Ora cá está o muito aguardado relato de mais uma viagem por terras de Timor.
O fim-de-semana por cá foi prolongado – o dia 2 é feriado – e os timorenses fizeram-se à estrada para visitar os cemitérios. Para não ficarmos atrás, preparámos uma das nossas expedições.
Três professores, guiados por outros tantos alunos de informática, não satisfeitos com a experiência do Ramelau, decidiram subir ao Matabien. Eu e o Miguel, que tratámos de nos informar primeiro sobre as condições, achámos que era mais inteligente fazer um passeio de todo-o-terreno, enquanto servíamos de taxistas.
A rota foi traçada – Díli, Baucau, Laga, Lautém, Los Palos, Iliomar, Huato Carbau, Baguia e regressar a Díli. Como o troço de Los Palos até Huato Carbau faz parte da famosa estrada Viqueque-Los Palos, considerada mais ou menos intransitável durante todo o ano, e intransponível na época das chuvas, trocámos a nossa carrinha por uma montada mais capaz, e carregámos o equipamento de desatascanço.


Depois de deixarmos os alpinistas em Baucau, onde apanharam uma mikrolet para Baguia, lá seguimos caminho. A zona sudeste da ilha merece claramente o passeio. Tem algumas das paisagens mais bonitas (e mais variadas) de Timor, alternando montanha com planícies e arrozais e também, finalmente, rios com água.




Quanto à estrada, digamos que é um bocado pior que as portuguesas…

Normalmente não tem alcatrão, só gravilha ou pedras. Existem algumas pontes novas, mas muitas são apenas um amontoado de calhaus que ajuda a passar o rio a vau. Também há algumas, muito “seguras”, que são feitas com troncos… Um aluno, deputado no Parlamento, e que também andava por aquela zona, disse-nos ontem que uma das pontes que atravessámos caiu umas horas depois da nossa passagem…

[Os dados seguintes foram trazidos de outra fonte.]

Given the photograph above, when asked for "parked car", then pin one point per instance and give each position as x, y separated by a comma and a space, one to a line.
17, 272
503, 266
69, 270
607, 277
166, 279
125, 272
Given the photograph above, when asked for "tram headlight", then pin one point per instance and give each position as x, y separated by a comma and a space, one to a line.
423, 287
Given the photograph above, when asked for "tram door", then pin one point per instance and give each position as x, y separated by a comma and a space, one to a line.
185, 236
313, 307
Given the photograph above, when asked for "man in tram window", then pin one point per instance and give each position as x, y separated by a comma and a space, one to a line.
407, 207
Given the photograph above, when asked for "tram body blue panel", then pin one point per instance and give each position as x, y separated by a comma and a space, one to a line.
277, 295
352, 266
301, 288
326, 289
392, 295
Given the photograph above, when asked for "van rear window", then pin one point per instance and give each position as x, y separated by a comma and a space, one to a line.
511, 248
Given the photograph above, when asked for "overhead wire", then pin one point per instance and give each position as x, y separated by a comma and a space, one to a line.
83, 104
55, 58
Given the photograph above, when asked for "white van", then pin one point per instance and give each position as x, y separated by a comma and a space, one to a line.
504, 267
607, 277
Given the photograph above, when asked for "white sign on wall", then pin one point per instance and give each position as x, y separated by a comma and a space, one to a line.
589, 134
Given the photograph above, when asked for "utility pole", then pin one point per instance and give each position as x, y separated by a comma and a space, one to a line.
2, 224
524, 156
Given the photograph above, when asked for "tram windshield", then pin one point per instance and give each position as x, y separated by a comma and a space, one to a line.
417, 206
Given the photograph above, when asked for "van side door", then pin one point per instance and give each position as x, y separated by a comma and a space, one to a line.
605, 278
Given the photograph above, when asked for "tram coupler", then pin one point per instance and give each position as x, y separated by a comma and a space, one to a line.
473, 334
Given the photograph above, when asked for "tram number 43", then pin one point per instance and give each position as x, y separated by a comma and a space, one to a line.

Voltando ao tema dos rios, descobrimos um espectacular – o Irabere. Antes de chegar a Huato Carbau deu para tomar um excelente banho com um elemento raro em Timor – água fria.

Quanto reencontrámos os nossos colegas em Baguia, um dos alunos que estava a servir de guia disse-nos que havia crocodilos naquele rio, e que um familiar dele tinha sido morto há uns tempos. Obviamente pensámos que ele estava a gozar. Afinal os crocodilos não vão até tão longe no interior, subindo às montanhas, para caçar junto de uma localidade onde havia putos a nadar e senhoras a lavar a roupa, certo?… O tal deputado confirmou a informação…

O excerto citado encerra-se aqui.